The general default rule in international law is that the lex arbitri—i.e., the law of the place where arbitration is to take place (the seat)—governs the arbitration and the arbitration clause, while the choice-of-law provision governs the substantive provisions of the contract. As the United States Supreme Court explained in Mastrobuono v. Shearson Lehman Hutton, Inc., “the choice-of-law provision covers the rights and duties of the parties, while the arbitration clause covers arbitration; neither sentence intrudes upon the other.”
The United Kingdom Supreme Court, however, has thrown this default rule into question. In Kabab-Ji SAL v. Kout Food Group, the UK Supreme Court determined that, while the arbitration was held in Paris, because the choice-of-law provision required application of English law, English law governed the arbitration clause. This mattered because the defendant in the case, Kout Food Group, was not a signatory to the original contract, but had informally taken over performance of the contract and functionally become a party to the agreement.
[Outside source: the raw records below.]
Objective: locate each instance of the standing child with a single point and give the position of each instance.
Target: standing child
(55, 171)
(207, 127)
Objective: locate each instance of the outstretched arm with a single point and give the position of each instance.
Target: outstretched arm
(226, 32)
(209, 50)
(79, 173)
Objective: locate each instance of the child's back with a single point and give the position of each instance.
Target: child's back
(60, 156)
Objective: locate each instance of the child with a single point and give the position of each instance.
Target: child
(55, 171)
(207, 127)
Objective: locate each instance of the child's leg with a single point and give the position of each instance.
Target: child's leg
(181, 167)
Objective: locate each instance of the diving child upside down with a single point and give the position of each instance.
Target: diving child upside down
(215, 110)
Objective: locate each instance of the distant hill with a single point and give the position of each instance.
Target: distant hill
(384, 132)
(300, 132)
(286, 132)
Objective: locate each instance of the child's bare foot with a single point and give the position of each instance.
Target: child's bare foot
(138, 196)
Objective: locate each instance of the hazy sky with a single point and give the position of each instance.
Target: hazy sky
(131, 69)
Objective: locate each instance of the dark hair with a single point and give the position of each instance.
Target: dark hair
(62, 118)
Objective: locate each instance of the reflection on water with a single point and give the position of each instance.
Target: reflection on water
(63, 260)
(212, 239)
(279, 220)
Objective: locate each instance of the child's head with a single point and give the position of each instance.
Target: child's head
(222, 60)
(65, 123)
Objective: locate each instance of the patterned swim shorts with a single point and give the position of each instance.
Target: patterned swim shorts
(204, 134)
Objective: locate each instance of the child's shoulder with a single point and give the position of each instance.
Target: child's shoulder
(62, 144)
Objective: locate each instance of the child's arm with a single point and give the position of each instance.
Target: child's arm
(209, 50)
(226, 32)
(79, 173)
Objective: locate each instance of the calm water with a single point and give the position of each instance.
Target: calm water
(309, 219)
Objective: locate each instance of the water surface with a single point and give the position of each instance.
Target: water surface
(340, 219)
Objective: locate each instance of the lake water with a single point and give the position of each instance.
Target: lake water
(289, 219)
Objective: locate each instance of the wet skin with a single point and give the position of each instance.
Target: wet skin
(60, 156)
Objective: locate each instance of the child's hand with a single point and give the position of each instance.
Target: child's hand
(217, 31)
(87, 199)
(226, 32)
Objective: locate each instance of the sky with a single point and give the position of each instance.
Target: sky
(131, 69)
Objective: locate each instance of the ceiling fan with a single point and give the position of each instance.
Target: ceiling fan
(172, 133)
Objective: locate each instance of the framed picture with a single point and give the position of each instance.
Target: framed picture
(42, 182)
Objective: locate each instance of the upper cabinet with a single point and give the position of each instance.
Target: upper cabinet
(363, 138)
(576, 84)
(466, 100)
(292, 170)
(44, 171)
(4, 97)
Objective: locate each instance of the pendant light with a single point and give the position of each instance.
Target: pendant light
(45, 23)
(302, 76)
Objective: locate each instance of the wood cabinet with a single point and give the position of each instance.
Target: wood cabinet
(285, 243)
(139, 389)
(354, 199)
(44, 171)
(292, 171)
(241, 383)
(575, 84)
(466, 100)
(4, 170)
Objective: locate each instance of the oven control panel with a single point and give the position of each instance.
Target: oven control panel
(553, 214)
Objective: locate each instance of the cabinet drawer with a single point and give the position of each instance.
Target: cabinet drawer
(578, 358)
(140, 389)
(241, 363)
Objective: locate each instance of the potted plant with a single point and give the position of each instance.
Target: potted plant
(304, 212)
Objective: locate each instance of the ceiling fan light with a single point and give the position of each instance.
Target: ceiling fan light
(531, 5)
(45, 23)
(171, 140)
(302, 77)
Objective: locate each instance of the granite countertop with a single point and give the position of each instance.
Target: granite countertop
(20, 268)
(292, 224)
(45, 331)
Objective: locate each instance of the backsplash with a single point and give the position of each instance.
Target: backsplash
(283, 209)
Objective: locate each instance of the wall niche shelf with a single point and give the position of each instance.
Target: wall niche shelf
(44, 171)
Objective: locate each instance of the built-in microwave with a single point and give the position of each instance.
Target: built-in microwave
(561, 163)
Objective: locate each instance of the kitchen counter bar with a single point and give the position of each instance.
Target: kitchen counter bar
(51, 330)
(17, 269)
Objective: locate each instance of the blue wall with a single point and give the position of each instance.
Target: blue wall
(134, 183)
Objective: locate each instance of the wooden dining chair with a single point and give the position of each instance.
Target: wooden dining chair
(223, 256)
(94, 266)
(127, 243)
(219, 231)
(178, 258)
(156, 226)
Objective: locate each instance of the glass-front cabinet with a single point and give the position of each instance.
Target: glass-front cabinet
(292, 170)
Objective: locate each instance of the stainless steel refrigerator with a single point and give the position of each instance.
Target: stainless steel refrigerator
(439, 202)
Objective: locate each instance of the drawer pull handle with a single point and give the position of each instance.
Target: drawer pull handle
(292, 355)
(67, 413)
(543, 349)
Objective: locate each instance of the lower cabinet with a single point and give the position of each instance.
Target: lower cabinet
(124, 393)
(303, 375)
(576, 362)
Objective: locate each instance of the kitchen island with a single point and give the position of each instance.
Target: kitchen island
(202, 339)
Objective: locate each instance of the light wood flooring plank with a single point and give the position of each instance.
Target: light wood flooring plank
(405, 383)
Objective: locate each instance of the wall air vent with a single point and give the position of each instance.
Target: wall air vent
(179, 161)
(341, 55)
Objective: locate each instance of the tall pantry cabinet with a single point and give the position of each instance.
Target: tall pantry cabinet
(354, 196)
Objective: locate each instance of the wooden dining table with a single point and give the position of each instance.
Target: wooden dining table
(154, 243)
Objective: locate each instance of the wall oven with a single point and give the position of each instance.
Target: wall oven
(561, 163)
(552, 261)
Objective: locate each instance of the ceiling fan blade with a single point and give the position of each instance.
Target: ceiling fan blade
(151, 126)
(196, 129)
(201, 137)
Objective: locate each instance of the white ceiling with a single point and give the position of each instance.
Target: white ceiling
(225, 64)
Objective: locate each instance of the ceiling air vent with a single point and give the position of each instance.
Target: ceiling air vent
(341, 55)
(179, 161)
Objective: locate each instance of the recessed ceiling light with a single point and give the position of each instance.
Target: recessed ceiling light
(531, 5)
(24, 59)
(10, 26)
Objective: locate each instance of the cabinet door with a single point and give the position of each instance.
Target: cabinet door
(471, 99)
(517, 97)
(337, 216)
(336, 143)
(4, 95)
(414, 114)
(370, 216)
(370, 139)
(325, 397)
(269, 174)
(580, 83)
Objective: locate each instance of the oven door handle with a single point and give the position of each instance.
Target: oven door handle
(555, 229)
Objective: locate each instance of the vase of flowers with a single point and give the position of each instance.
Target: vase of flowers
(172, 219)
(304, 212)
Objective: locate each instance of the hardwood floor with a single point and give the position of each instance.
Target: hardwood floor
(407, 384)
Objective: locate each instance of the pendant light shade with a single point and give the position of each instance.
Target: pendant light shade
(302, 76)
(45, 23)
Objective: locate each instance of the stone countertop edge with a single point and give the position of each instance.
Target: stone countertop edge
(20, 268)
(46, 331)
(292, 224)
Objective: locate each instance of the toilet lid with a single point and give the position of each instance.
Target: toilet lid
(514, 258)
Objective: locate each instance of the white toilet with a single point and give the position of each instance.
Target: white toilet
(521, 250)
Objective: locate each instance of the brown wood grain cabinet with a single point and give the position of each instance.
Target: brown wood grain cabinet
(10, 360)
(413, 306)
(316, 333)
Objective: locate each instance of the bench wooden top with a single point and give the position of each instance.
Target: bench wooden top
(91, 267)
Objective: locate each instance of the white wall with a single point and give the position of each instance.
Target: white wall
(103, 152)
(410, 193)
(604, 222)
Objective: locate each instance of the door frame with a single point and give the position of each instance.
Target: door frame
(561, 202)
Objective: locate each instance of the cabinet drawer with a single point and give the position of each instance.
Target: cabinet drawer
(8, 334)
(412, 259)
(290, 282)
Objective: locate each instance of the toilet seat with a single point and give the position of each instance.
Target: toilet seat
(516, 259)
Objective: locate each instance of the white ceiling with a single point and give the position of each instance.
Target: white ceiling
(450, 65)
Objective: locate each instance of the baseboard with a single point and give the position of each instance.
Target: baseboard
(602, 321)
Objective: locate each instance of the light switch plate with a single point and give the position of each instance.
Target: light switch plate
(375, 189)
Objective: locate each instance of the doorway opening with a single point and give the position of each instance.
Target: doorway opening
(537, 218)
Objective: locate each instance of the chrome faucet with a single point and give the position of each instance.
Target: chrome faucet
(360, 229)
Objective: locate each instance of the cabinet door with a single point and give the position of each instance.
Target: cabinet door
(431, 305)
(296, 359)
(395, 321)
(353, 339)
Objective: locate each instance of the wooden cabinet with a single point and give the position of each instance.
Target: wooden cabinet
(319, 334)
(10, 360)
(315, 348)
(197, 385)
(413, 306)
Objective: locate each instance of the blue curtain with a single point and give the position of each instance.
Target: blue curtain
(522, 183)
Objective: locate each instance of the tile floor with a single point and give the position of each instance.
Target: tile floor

The arbitrators accepted that this provided jurisdiction over the defendant, and the French Courts agreed, rejecting an application to set aside the award in France. But the plaintiff then attempted to enforce the award in England, and the English Courts determined that English law should apply and rejected enforcement, determining that because the defendant was not a strict signatory to the agreement, they were not subject to arbitration. The UK Supreme Court explained that its default rule is that the substantive law of the contract will govern the arbitration agreement as well.
In certain cases, this decision will have a significant impact, particularly on who may be a party in the arbitration and on how the arbitration may be conducted. Contract drafters in particular may want to take note, and make sure to specify which law they want to be applicable to the arbitration agreement, as the default rule seemingly no longer applies for enforcement actions in the UK.